Website updates: fonts and random string helpers

Ever have one of those days where you start out just doing some maintenance on something (say, a website), not meaning to spend too much time on it, but then get caught up in all sorts of little things and end up spending a good deal of your day fiddling with fonts and layouts? That was me with this website today, after I realised that hey, it had been quite a while since I’d last updated Ghost.

A summary of changes made:

  • The most meaningful changes have been to the random tagline generation – I hacked together a Ghost helper function to provide the taglines in the server-side JavaScript, as opposed to the JQuery fiddling I was doing on the client-side before. You’ll notice taglines load with each page rather than taking a second or so to appear now. The code’s still a kludge, but it’s better.
  • I almost removed the author footer at the bottom of post bodies, but then decided to implement another random text Ghost helper function to give myself a random bio on every page refresh.
  • The most visible changes (I hope) have been to the fonts used on the site. I’ve been reading through Butterick’s Practical Typography lately and trying to apply or at least approximate what it teaches where I’m able. I’m not about to buy professional fonts for my spare-time blog, but I reckon the new Google webfonts are a noticeable step up from Georgia and Arial.
  • In-text links were previously only a slightly different shade of grey from the body text, making them very hard to notice, so I turned them all crimson. Not sure Matthew Butterick would approve, but I like ’em.
  • I made some changes to the way post excerpts are displayed – post images should be a more uniform size, headings, captions and footnotes are stripped from excerpts (more helper hacking) and excerpts are followed by a subtle ellipsis rather than that silly (READ MORE) thing (what was I thinking?)
  • In version 0.5.9 of the Ghost blogging platform, following the introduction of multiple blog authors, post metadata and a tag-organising interface, navigation links were finally implemented.
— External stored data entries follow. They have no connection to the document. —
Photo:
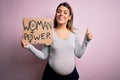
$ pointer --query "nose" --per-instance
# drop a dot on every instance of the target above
(61, 13)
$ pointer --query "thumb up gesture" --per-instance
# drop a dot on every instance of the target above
(89, 34)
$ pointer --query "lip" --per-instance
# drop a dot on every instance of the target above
(61, 18)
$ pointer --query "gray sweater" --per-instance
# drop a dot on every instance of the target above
(61, 53)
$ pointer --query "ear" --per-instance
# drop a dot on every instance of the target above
(69, 17)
Those links at the top of the page? Yeah, they were hardcoded into the page HTML until today. Now the one for the page you’re currently on turns a different colour, so you can remember. Also it’s significantly easier for me to add more.
  • Someone added Markdown footnotes to Ghost while I wasn’t looking, so now the many manual HTML footnotes on this blog have been replaced by semantically meaningful equivalents. They render mostly the same as they did before, but I’ve had to sacrifice some flexibility – the footnote system requires that all footnotes be grouped together or the page HTML breaks, so I’ve had to change my style of grouping footnotes by section. I personally think autonumbering and a clean editor are worth it, though.
  • I also changed the site banner, though the new one is very similar to the old one.
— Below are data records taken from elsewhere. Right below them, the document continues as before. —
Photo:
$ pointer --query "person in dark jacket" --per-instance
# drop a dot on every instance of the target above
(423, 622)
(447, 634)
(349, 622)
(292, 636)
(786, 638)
I’m thinking of writing some Ghost apps (i.e. plugins) in the future, to more cleanly implement my random taglines. It wouldn’t be too difficult a task, and I’d be able to share the results. Then maybe I can move onto those comments I’ve talked about.

If you ever want to get some practice writing and programming, learn about typography, web design and the Unix shell, I highly recommend renting some server hosting and starting a blog. It’s a lot of fun (or maybe I’m just an impossible nerd).